A default judgment can result in the corporation losing the case entirely: no hearing on the merits, no opportunity to present defenses.
David Boggs, LLC v. Soltis, No. 6:18-cv-00687 (M.D. Fla.) illustrates exactly this sequence. The LLC's non-attorney answer was stricken for failure to comply with the local counsel rule. A clerk's default followed, and a partial final judgment was eventually entered against the LLC.
The Financial Calculation
Business owners sometimes attempt self-representation to avoid legal fees. The math rarely works out. A corporation that fails to properly appear may face:
- The opposing party's attorney's fees in certain circumstances under Fla. Stat. § 57.105
- A default judgment for the full amount claimed
- The cost of hiring counsel to attempt to vacate a default — often more expensive than retaining counsel from the outset

Working With a Florida Business Attorney for Corporate Litigation
When selecting Florida counsel for corporate litigation or defense, look for:
- Knowledge of Florida's Business Corporation Act (Chapter 607) and applicable LLC statutes
- Hands-on experience with your dispute type — breach of contract, commercial lease conflicts, creditor/debtor matters, and real estate cases each carry distinct procedural requirements
- Prior experience in the specific court where your case is pending (County Court, Circuit Court, or federal district court)
If your business is based in or operating through Manatee County or the surrounding area, Golm Law Firm, P.A. in Bradenton represents corporations, LLCs, developers, investors, and business owners in business and real estate legal matters. The firm offers litigation representation at $475/hour with retainers starting at $5,000, along with pre-litigation dispute resolution services starting at $550 for limited-scope matters — a practical option for businesses seeking legal guidance before disputes escalate.
Frequently Asked Questions
Does a corporation have to be represented by an attorney in Florida?
Yes. Under well-established Florida law, a corporation cannot represent itself in Circuit Court or County Court and must be represented by a licensed Florida Bar attorney. The only recognized exception is Small Claims Court for disputes under $8,000.
What is Florida Statute § 607.0704?
Florida Statute § 607.0704 governs shareholder action by written consent without a meeting; it is an internal corporate governance statute, not a court-representation rule. A separate provision, § 607.0501(6), bars corporations from prosecuting or maintaining Florida court actions unless they maintain a registered agent and comply with Chapter 607 requirements.
Can an LLC represent itself in Florida courts?
No. LLCs are subject to the same rule as corporations.

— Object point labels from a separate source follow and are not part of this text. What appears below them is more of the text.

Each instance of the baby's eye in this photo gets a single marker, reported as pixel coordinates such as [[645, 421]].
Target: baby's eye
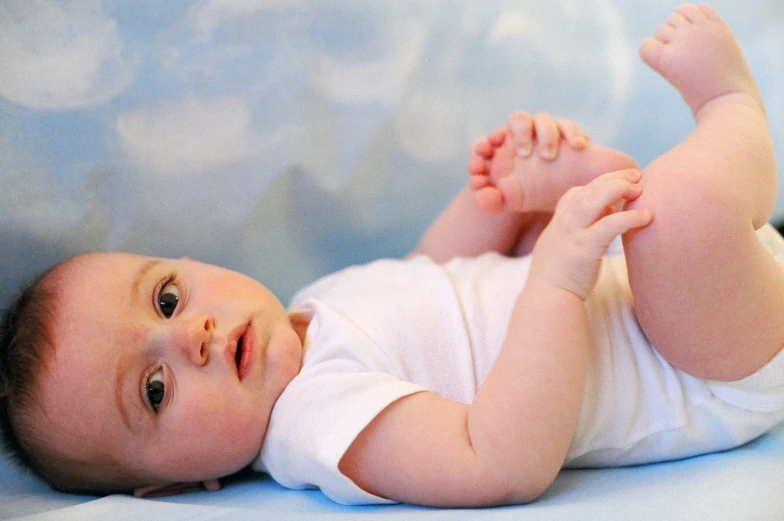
[[168, 298], [156, 389]]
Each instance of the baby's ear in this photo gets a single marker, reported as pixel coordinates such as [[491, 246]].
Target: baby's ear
[[173, 489]]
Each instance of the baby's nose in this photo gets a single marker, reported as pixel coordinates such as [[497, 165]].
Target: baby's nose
[[194, 336]]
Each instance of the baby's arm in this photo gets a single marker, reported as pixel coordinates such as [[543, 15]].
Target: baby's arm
[[509, 444], [464, 230]]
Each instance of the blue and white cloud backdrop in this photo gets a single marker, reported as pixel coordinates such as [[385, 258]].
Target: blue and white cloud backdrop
[[289, 138]]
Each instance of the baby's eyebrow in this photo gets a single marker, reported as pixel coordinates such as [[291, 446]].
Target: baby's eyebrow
[[140, 274]]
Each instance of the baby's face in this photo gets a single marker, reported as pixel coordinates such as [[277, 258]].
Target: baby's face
[[166, 368]]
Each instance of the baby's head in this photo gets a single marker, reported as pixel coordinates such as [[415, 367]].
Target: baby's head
[[120, 372]]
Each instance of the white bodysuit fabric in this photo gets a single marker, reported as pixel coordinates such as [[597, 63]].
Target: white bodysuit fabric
[[391, 328]]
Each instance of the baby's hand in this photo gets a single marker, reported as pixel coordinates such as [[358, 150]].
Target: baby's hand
[[586, 219]]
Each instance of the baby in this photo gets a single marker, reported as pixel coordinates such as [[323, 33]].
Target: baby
[[511, 344]]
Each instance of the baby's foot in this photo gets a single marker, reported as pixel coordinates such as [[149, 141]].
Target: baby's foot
[[522, 168], [696, 51]]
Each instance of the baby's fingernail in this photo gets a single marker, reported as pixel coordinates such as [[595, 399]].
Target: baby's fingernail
[[524, 150]]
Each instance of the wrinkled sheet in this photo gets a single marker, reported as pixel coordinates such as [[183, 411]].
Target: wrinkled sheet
[[744, 484]]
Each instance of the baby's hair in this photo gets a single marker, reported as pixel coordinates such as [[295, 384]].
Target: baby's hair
[[24, 343]]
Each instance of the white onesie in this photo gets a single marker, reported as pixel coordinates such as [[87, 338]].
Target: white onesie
[[392, 328]]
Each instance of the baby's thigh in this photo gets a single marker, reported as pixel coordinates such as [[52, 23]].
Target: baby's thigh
[[709, 297]]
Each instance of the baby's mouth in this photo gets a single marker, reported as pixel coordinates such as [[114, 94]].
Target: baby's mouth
[[238, 353]]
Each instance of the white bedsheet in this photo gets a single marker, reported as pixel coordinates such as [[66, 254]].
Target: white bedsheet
[[740, 485]]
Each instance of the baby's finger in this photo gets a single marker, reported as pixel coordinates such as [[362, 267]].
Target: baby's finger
[[604, 230], [575, 136], [548, 136], [591, 202], [521, 128]]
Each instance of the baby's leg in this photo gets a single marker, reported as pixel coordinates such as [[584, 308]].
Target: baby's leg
[[707, 294], [513, 170]]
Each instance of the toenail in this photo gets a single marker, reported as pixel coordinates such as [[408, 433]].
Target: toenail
[[524, 150]]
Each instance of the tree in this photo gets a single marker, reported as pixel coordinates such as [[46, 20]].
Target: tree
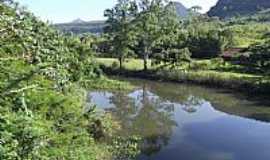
[[120, 28], [148, 27]]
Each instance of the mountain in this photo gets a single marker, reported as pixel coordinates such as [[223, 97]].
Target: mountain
[[231, 8], [79, 26], [78, 21], [181, 10]]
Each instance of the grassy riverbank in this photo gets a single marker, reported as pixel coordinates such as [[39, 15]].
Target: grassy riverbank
[[204, 72]]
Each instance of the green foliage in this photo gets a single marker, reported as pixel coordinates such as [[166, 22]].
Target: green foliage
[[43, 110]]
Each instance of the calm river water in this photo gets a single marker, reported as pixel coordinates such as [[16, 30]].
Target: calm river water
[[186, 122]]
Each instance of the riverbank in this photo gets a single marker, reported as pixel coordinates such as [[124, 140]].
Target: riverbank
[[246, 83]]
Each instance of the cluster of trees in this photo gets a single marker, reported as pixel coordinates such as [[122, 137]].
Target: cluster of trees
[[152, 29], [43, 111]]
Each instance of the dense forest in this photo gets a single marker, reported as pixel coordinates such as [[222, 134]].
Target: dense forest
[[43, 109], [45, 72]]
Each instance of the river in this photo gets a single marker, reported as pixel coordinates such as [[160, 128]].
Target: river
[[187, 122]]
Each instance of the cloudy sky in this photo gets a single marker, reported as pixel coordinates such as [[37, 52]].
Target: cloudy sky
[[58, 11]]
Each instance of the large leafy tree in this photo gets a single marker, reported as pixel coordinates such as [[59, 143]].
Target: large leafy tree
[[120, 28], [148, 27]]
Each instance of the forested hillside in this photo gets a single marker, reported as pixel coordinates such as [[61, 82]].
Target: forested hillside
[[231, 8], [80, 27]]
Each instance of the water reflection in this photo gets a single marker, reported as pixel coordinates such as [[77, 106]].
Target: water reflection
[[189, 122]]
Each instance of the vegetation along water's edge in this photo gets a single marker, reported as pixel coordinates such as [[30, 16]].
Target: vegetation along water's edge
[[44, 79], [246, 83]]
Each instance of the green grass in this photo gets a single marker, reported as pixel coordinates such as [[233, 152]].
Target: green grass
[[129, 64]]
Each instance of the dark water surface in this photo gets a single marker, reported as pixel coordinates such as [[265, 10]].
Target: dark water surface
[[185, 122]]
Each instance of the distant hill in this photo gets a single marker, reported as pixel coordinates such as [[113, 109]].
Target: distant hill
[[181, 10], [79, 26], [231, 8]]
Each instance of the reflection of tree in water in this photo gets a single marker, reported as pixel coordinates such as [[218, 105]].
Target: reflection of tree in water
[[150, 118], [192, 104]]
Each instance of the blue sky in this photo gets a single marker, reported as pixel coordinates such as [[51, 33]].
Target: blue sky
[[58, 11]]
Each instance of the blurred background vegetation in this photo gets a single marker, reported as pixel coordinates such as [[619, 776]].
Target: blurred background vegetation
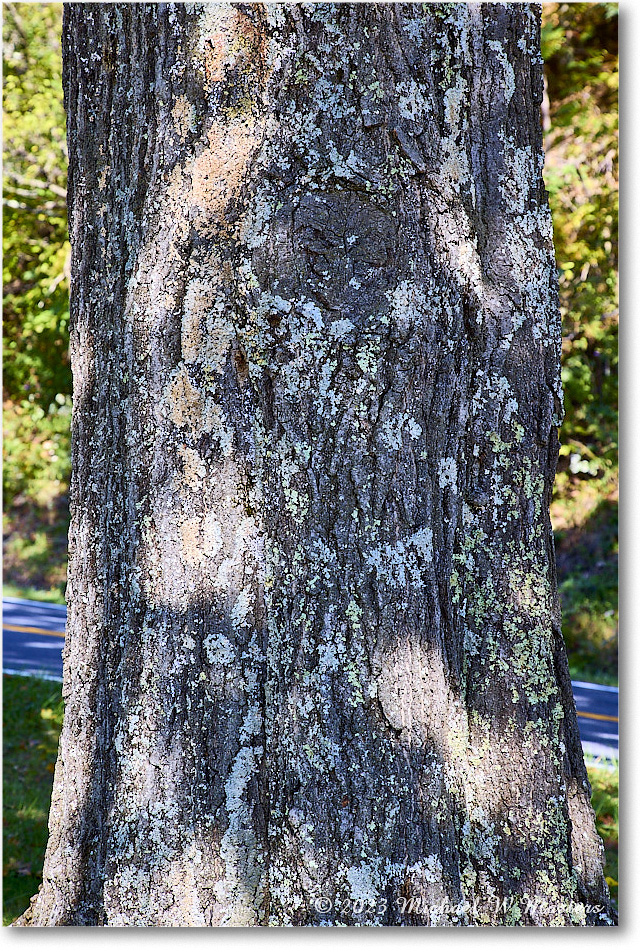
[[580, 120]]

A manager or member who is not a licensed attorney cannot represent the LLC in Florida Circuit or County Court, and courts will strike filings made by non-attorney LLC representatives.
What happens if a corporation tries to represent itself without a lawyer in Florida?
The court will strike the unauthorized filings, leaving the corporation in procedural default. This can result in a default judgment against the corporation or dismissal of its claims, with no hearing on the merits.
Can a corporation represent itself in Florida small claims court?
Yes, under Florida Small Claims Rule 7.050(a)(2), a corporation may appear through a principal or an employee authorized in writing using Form 7.350. However, the trial judge retains discretion to require counsel if the circumstances warrant it.
Does the attorney representation requirement apply in Florida federal courts?
Yes. The Middle District of Florida's Local Rule 2.02(b)(2) and the Southern District's Local Rule 4 both require corporations and LLCs to appear through licensed counsel admitted to practice in that court. Attorneys not yet admitted to the federal bar must seek pro hac vice admission before appearing.